- Ruppur Bharatpur Location in Uttar Pradesh, India
- Coordinates: 27°16′45″N 79°00′49″E﻿ / ﻿27.27921°N 79.01374°E
- Country: India
- State: Uttar Pradesh
- District: Mainpuri
- Tehsil: Mainpuri

Area
- • Total: 3.73 km^{2} (1.44 sq mi)

Population (2011)
- • Total: 1,623
- • Density: 435/km^{2} (1,130/sq mi)
- Time zone: UTC+5:30 (IST)
- PIN: 205001

= Ruppur Bharatpur =

Village in Uttar Pradesh, India

Ruppur Bharatpur is a village in Mainpuri block of Mainpuri district, Uttar Pradesh, India. As of 2011, it had a population of 1,623, in 267 households.

== Demographics ==
As of 2011, Ruppur Bharatpur had a population of 1,623, in 267 households. This population was 53.0% male (861) and 47.0% female (762).

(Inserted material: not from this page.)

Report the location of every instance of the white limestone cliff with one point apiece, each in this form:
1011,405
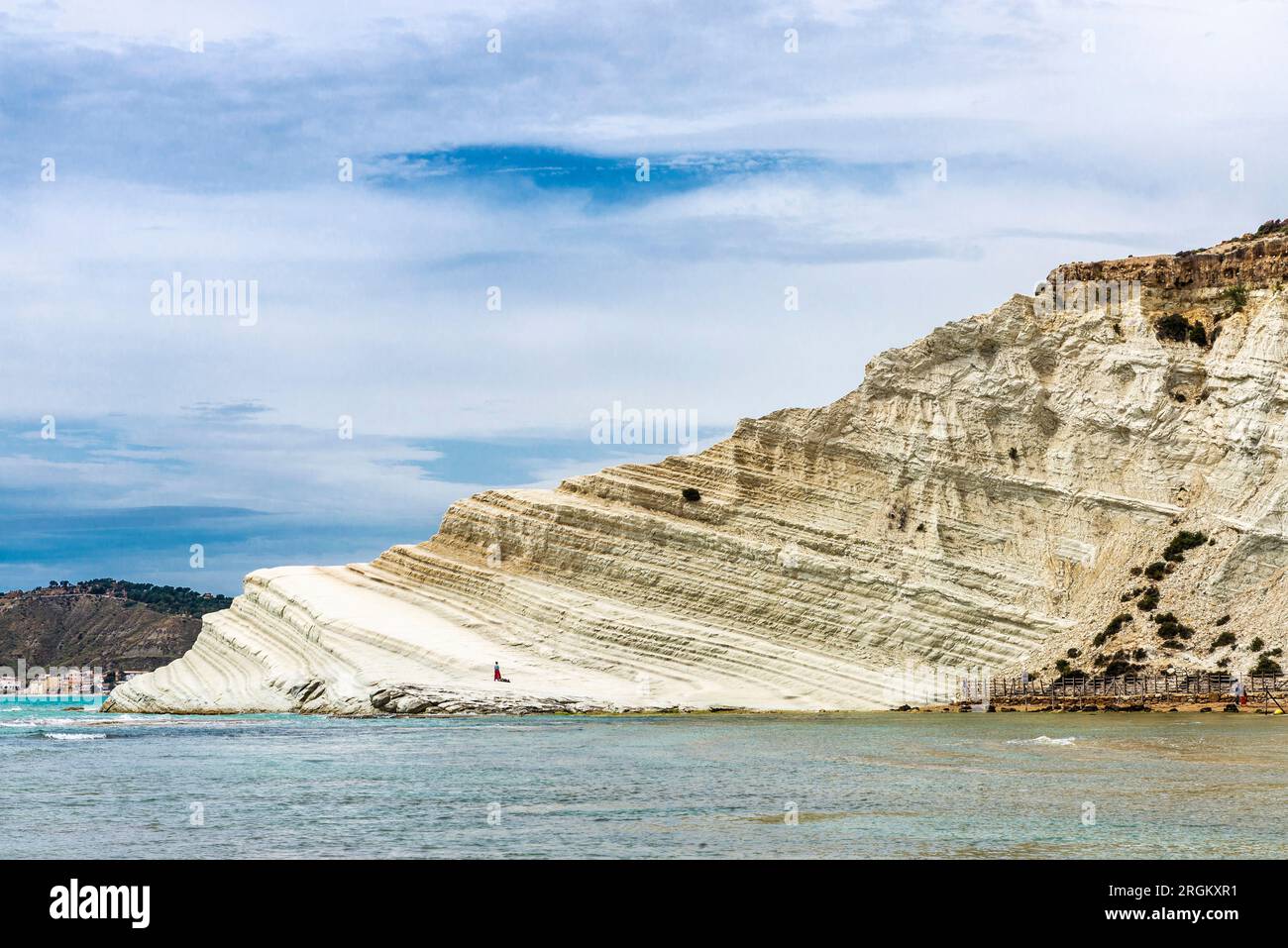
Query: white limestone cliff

The 0-6 age group numbered 268 (132 male and 136 female), or 16.5% of the total population. 353 residents were members of Scheduled Castes, or 21.7% of the total.

The 1981 census recorded Ruppur Bharatpur as having a population of 821 people, in 128 households.

The 1961 census recorded Ruppur Bharatpur as comprising 3 hamlets, with a total population of 472 people (253 male and 219 female), in 84 households and 83 physical houses. The area of the village was given as 910 acres.

== Infrastructure ==
As of 2011, Ruppur Bharatpur had 1 primary school; it did not have any healthcare facilities. Drinking water was provided by hand pump and tube well; there were no public toilets. The village did not have a post office or public library; there was at least some access to electricity for all purposes. Streets were made of both kachcha and pakka materials.